The University of New South Wales

Notice of Meeting



A meeting of the Computer Science and Engineering Teaching Committee (CSE Teaching Committee 19/03)
will be held at 12:00pm on Friday, 07 June 2019, in Room 103 (HoS Meeting Room), Computer Science Building.

Enquiries concerning this agenda should be directed to John Shepherd, extension +61293856494, jas@cse.unsw.edu.au.

John Shepherd
Committee Chair


Agenda


  1. Apologies and Welcome


  2. Minutes of Previous Meeting *

    CSE Teaching Committee 19/02 (05 May 2019)


  3. Reports from Bodies outside CSE

    John Shepherd will report on any interesting/relevant devlopments that have occurred in committees, work-groups, etc. at UNSW.


  4. Special Consideration and Supp Exams

    UNSW decided, part-way through 19T1, to change how Special Considerations were handled. Rather than having a system where details of the consideration request were collected, convenors were informed and convenors made a decision on how the special consideration should be handled. UNSW, in attempting to make decision-making more unfoirm across the institution, are now making decisions and informing the students, without the Convenor's involvement on most occasions.

    Since the new strategy was introduced partway through 19T1, Student Lifecycle decided to allow courses which had given specific special-consideration schemes in their Course Outline that they could honour them in 19T1. It is not clear whether certain common practices (awarding Supps to students with a mark close to 50), will be allowed in future. We discuss whether we should have a school-wide approach to special consideration, which we can convey to Student Lifecycle.


  5. MyExperience 19T1

    Perhaps surprisingly, CSE's MyExperience numeric results in 19T1 were not seriously adversely affected by the shift to 10-week terms. However, trimesters were frequently mentioned in the comments as a source of angst. We give an overview of the results.


  6. Course Offerings 2020

    There were a few problems with the scheduling of courses in 2019. In some cases, there was not the opportunity for students to complete pre-req courses in order to take follow-on courses. There is also an imbalance between the number of offerings in T1, T2 and T3, with T3 having significantly more courses than the other two terms, and having too few ADK courses in T1. A proposed set of course offerings for 2020 needs review and discussion.

    See Proposed 2020 Course Offering.


  7. Astra

    The new Astra results management system is being rolled out across UNSW in 19T2. Astra was set up with each course have an assessment scheme that matched what was defined for the course in AIMS. Many people have found that the scheme for their course, was not what they wanted.

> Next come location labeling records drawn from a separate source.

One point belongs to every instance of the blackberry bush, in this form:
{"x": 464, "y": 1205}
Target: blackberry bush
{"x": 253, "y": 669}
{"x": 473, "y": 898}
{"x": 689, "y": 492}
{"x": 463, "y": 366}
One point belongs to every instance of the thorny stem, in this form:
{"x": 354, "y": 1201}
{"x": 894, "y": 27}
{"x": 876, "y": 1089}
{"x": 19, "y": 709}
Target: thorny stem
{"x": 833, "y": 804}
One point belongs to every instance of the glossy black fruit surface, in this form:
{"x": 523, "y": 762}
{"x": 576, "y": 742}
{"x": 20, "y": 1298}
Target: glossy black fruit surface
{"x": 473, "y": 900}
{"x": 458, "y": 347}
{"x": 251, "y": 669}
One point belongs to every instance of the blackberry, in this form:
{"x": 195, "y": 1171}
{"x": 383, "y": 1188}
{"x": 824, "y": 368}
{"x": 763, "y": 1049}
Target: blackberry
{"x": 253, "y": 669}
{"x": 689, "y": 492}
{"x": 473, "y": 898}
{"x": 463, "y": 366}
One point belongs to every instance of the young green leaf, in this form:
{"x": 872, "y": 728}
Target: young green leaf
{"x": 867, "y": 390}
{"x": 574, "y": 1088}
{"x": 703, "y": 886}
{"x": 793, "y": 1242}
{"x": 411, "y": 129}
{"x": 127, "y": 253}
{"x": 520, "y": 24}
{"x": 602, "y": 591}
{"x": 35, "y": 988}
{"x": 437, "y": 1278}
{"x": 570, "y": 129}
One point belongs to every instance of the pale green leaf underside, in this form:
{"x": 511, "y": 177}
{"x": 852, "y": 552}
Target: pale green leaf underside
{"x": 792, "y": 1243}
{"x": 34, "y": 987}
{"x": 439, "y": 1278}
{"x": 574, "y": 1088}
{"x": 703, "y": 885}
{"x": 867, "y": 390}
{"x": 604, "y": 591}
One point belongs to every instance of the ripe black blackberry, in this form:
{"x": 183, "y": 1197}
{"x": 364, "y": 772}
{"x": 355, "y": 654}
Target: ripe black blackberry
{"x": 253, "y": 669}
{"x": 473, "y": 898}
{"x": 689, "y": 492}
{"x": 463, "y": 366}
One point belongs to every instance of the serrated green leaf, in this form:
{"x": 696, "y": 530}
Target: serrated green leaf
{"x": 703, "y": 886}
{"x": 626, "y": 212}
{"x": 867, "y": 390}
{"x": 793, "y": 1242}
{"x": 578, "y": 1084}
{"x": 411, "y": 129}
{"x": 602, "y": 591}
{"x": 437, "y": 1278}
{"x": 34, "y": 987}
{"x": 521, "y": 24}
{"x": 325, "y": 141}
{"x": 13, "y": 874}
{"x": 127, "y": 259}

We give and overview of Astra and consider how to best utilise Astra and minimise the effects it has on how we do our job.


  8. 3+ Course Revisions

    A common complaint from MyExperiecne 19T1 was that courses were "over-stuffed" (i.e. too much content to cover/absorb in 10 weeks). This suggests that maybe the 2x2 hours per week over 9 weeks, to give the same number of lectures hours as before, may not have been particularly successful. Should we try to tweak the content and delivery to better suit 10-week terms, or should we consider considerable course revision to (a) make courses fit better into teh 10-week time frames, (b) take the opportunites to eliminate redundancies and get courses to integrate better.